What I want to do
Continue to document the establishment of the wetland restoration at the mouth of bayou st john --a delta?
Andy Baker is still trying to come up with a good name--people hear "Bayou St John wetland" and they think about the Cabrini Bridge or Parkway, where the festivals and soccer games are held. "Mouth of Bayou St John" is not a place that our urbanized New Orleanian population can intuitively locate on the map.
"Bayou St John restoration" sounds like we are restoring a river. Which is part of the plan, but this is ancillary to that effort--the channel was dredged to restored the river functions, and we asked, and Andy built, a wetland with the beneficial material.
For this reason, I've had more success calling this place "the fishing spot" or "the make out spot," or "where people have their dogs." Because there is no road close by, policing is minimal--a cop would have to get out of his car.
It's also know locally as near Spanish Fort, among history buffs. Spanish Fort is a mostly unrecognized historic structure nearby, that may be googleable. But that location name is not correct for this site.
Perhaps the Bayou St John Delta? "Delta St John"? "Delta Jean"? the bayou technically flows into New Orleans, so that also feels a bit wrong. "Marsh Jean"? We'll keep trying to name the place.
Anyway, the placed material is constantly moving before Andy and co have been able to plant roots into the sand. Kite and bridge photos can help document what is going on at the site to funders, to donors of in-kind bobcat time, and to volunteer bayou diggers.
My attempt and results
The wind is curious at this site. Despite being ever available, it seems ever gentle. I flew the east side with the little bear, I flew the west side, and i flew off the bridge in order to get the right angle, and full coverage of the built wetland. I flew a soda bottle rig, and did not get very much altitude.
But the bridge provided a valuable perspective by itself. A walk over the bridge could be included as part of our wetland education efforts.
Here you see the migration of shells into the formerly deep channel, which makes the recently installed signage a bit out of place. This photo came from the bridge.
Questions and next steps
Andy Baker "Thank you Scott! Your photos are an amazing perspective on our ongoing wetland creation project. On this morning, two hard-core volunteers and I hand dug the channel at the upper left. It's the first of 3 on that side, and will provide hydrologic connection with the new lagoon to increase habitat function."

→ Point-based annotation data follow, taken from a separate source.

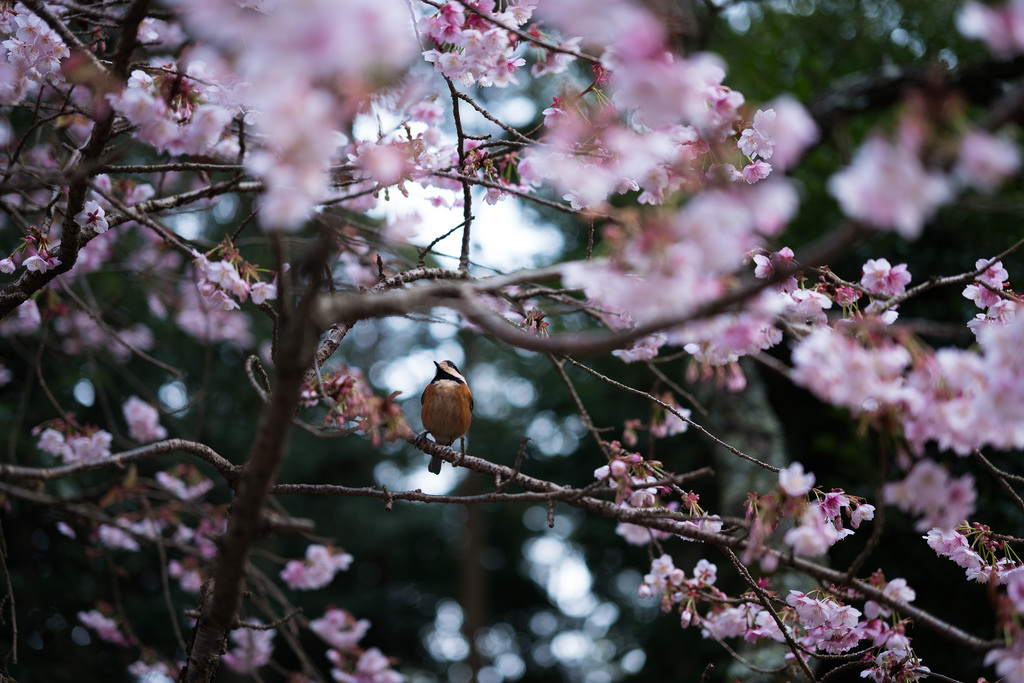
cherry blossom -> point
(887, 186)
(317, 570)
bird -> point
(448, 409)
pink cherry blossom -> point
(986, 161)
(339, 629)
(317, 570)
(1001, 27)
(880, 278)
(888, 187)
(794, 481)
(813, 536)
(252, 648)
(758, 140)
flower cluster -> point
(60, 438)
(34, 53)
(475, 49)
(636, 483)
(931, 493)
(983, 558)
(352, 406)
(174, 111)
(987, 292)
(318, 568)
(670, 584)
(229, 276)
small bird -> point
(448, 408)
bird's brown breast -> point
(445, 411)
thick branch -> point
(219, 609)
(120, 460)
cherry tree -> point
(136, 130)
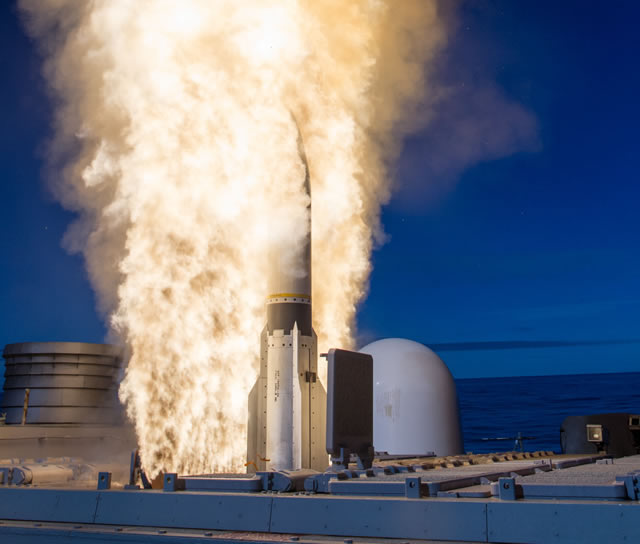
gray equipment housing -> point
(61, 383)
(350, 407)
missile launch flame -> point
(175, 142)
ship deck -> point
(509, 498)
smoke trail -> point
(175, 141)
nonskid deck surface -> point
(515, 497)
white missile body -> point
(287, 404)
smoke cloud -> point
(175, 142)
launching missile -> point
(286, 428)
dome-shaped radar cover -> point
(415, 403)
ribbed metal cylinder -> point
(61, 382)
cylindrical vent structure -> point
(67, 383)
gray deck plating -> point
(149, 515)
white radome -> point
(415, 403)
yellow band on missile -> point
(289, 295)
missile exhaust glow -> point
(174, 141)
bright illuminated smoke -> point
(175, 140)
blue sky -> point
(528, 234)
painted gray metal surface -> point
(552, 522)
(442, 519)
(66, 382)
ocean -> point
(536, 406)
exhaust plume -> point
(175, 141)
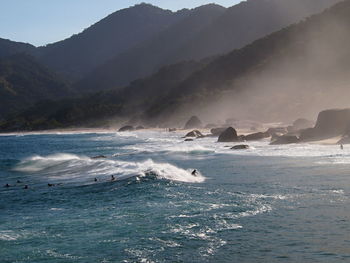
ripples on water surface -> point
(266, 204)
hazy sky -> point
(41, 22)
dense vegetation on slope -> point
(303, 66)
(302, 55)
(99, 108)
(151, 55)
(109, 37)
(8, 48)
(250, 20)
(23, 82)
(207, 31)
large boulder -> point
(330, 123)
(240, 147)
(277, 130)
(126, 128)
(195, 133)
(301, 124)
(257, 136)
(193, 123)
(285, 139)
(217, 131)
(229, 135)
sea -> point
(138, 200)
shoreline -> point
(68, 131)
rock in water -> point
(277, 130)
(192, 123)
(126, 128)
(285, 139)
(240, 147)
(229, 135)
(217, 131)
(330, 123)
(301, 124)
(257, 136)
(194, 133)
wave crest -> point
(81, 168)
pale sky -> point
(40, 22)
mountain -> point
(23, 82)
(207, 31)
(297, 71)
(294, 72)
(109, 37)
(99, 108)
(246, 22)
(149, 56)
(8, 48)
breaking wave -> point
(81, 168)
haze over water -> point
(269, 203)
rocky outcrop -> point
(301, 124)
(195, 133)
(285, 139)
(217, 131)
(210, 126)
(240, 147)
(192, 123)
(229, 135)
(126, 128)
(330, 123)
(257, 136)
(277, 130)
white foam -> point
(81, 168)
(9, 235)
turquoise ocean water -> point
(266, 204)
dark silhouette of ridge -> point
(107, 38)
(23, 82)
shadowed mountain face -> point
(294, 72)
(207, 31)
(150, 55)
(297, 71)
(246, 22)
(8, 48)
(23, 82)
(109, 37)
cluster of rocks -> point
(128, 128)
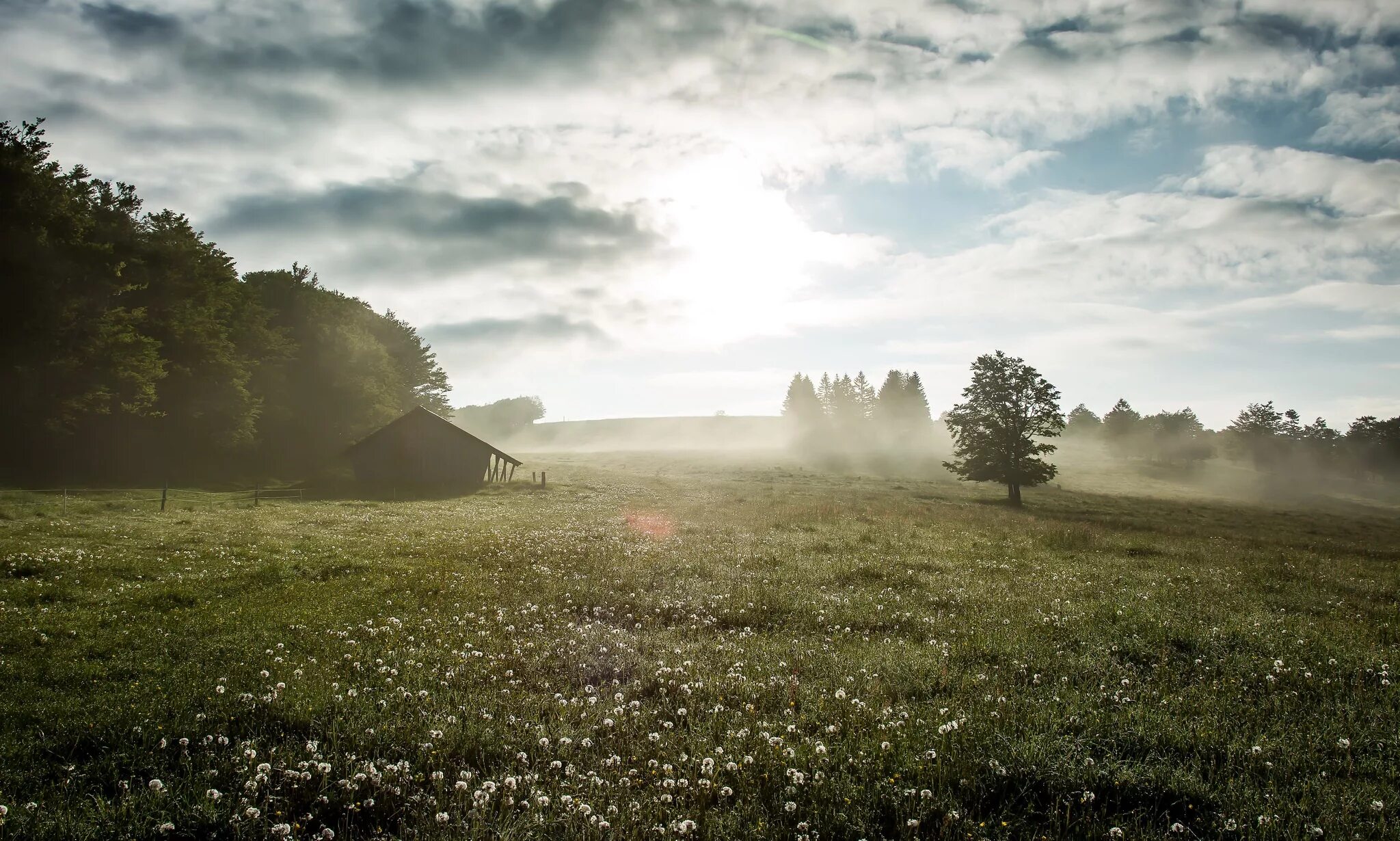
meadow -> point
(671, 647)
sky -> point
(654, 207)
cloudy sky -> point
(668, 206)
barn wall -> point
(420, 451)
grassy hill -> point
(656, 434)
(721, 648)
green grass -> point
(865, 652)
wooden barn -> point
(425, 449)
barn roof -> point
(434, 416)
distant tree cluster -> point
(131, 350)
(842, 414)
(1266, 437)
(500, 418)
(1167, 437)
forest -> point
(837, 418)
(136, 353)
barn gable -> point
(426, 449)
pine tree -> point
(889, 410)
(864, 394)
(804, 412)
(1083, 422)
(917, 417)
(1122, 429)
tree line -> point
(500, 418)
(132, 350)
(1010, 412)
(842, 416)
(1270, 438)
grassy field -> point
(658, 647)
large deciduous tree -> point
(999, 427)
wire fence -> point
(159, 498)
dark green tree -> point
(804, 413)
(1262, 434)
(999, 427)
(1122, 429)
(1083, 422)
(1175, 437)
(500, 418)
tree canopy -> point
(997, 427)
(133, 351)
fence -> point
(161, 497)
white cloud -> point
(1347, 185)
(1365, 332)
(1361, 119)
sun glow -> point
(744, 254)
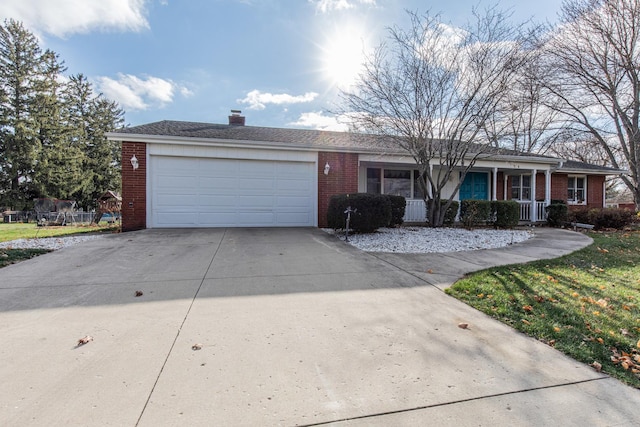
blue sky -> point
(279, 61)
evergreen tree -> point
(90, 118)
(21, 72)
(59, 172)
(52, 132)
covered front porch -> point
(526, 181)
(416, 211)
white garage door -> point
(193, 192)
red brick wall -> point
(342, 178)
(595, 188)
(500, 186)
(134, 187)
(540, 185)
(559, 186)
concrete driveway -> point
(295, 328)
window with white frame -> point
(521, 187)
(577, 189)
(399, 182)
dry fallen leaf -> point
(84, 340)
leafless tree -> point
(430, 89)
(525, 122)
(593, 64)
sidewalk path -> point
(270, 327)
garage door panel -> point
(256, 183)
(217, 183)
(168, 200)
(176, 181)
(168, 219)
(294, 184)
(211, 192)
(216, 202)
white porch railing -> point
(415, 211)
(525, 211)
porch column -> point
(547, 187)
(494, 184)
(429, 192)
(504, 187)
(534, 211)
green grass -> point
(586, 304)
(16, 231)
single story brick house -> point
(185, 174)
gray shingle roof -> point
(294, 137)
(308, 138)
(573, 165)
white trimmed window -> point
(400, 182)
(521, 187)
(577, 190)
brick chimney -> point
(236, 119)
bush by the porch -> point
(475, 212)
(398, 207)
(369, 211)
(451, 213)
(603, 218)
(557, 214)
(507, 213)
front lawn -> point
(586, 304)
(14, 231)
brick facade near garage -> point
(341, 179)
(134, 187)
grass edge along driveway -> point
(14, 231)
(585, 304)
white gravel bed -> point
(430, 240)
(52, 243)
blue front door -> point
(475, 186)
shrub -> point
(507, 213)
(581, 214)
(612, 218)
(451, 213)
(475, 212)
(398, 206)
(370, 211)
(557, 214)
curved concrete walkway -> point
(272, 327)
(447, 268)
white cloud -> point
(317, 120)
(257, 100)
(325, 6)
(64, 17)
(140, 93)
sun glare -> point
(343, 53)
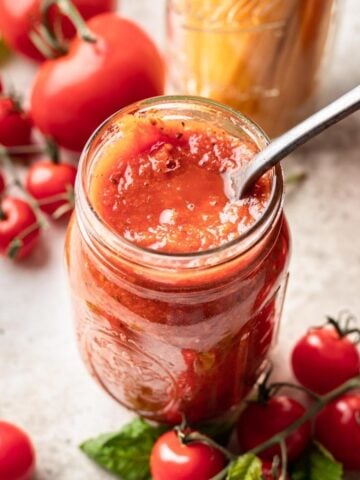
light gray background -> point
(43, 384)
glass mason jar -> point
(165, 334)
(261, 57)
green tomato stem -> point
(275, 387)
(199, 437)
(279, 438)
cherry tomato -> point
(15, 124)
(73, 94)
(259, 422)
(46, 181)
(2, 183)
(337, 427)
(322, 360)
(18, 222)
(170, 459)
(17, 456)
(18, 18)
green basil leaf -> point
(317, 464)
(125, 453)
(246, 467)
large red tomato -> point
(75, 93)
(19, 17)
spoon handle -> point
(301, 133)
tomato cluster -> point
(48, 185)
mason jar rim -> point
(98, 234)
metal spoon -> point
(290, 140)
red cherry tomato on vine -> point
(51, 184)
(322, 360)
(337, 427)
(15, 124)
(19, 231)
(73, 94)
(259, 422)
(17, 456)
(170, 459)
(2, 183)
(18, 18)
(267, 470)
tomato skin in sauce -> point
(172, 192)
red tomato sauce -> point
(172, 191)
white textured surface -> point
(43, 384)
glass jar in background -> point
(167, 334)
(261, 57)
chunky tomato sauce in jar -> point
(177, 285)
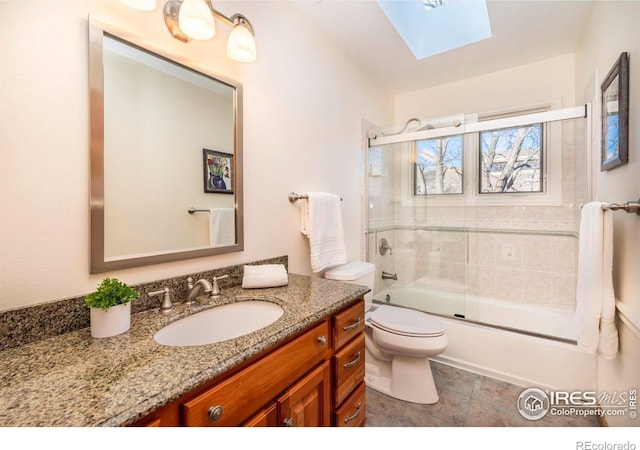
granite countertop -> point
(74, 380)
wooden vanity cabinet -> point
(348, 365)
(297, 384)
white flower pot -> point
(116, 320)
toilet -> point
(398, 342)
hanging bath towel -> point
(322, 224)
(595, 302)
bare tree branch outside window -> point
(511, 160)
(438, 166)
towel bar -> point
(630, 206)
(293, 197)
(192, 210)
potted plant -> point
(110, 308)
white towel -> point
(265, 275)
(222, 229)
(322, 224)
(595, 303)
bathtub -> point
(520, 344)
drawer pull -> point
(353, 362)
(354, 415)
(215, 413)
(289, 422)
(355, 324)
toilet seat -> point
(405, 322)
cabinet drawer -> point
(348, 324)
(353, 412)
(242, 395)
(348, 367)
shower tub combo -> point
(520, 344)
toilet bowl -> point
(398, 342)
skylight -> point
(429, 27)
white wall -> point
(613, 29)
(547, 80)
(303, 105)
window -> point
(438, 166)
(511, 160)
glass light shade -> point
(241, 45)
(142, 5)
(196, 20)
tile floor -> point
(466, 400)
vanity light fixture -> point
(193, 19)
(142, 5)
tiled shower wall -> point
(524, 254)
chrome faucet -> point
(215, 291)
(194, 288)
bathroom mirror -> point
(160, 131)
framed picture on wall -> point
(615, 115)
(218, 172)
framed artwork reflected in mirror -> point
(615, 115)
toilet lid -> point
(406, 322)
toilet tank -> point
(355, 272)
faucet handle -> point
(166, 305)
(215, 290)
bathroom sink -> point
(219, 323)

Channels will continue to be dug, and plant will grow throughout this year. the planting schedule is below:
"We are gearing up for lots of volunteer digging and planting throughout March. We'll plant at least 10 species of grasses, sedges and rushes to stabilize the new wetlands before hurricane season.
Spring 2014 Volunteer Days for Bayou Saint John Marsh
Sat 2/15 9 to 1 Digging and cleanup
Sat 3/8 9 to 1 Digging and planting
Sat 3/15 9 to 1 Digging and site prep
Sun 3/16 1 to 5 Site prep, cleanup and crawfish boil
Sat 3/22 9 to 1 planting
Sat 3/29 9 to 1 planting and cleanup
Looking for volunteer groups in these windows:
Tue 2/11 to Sat 2/15
Tue 2/18 to Thu 2/20
Thu 3/6 to Sat 3/8
Wed 3/12 to Sun 3/16
Tue 3/25 to Thu 3/27
Contact saintjohnwetland AT gmail.com for more information or to sign up.
Wetland Biologist, LPBF"
Carto Collective: in mapknitter: not done
Why I'm interested
This is a site that has tremendous ecological value but could have much more. It is a perfect opportunity to engage the lakegoing public about the value of Louisiana wetlands.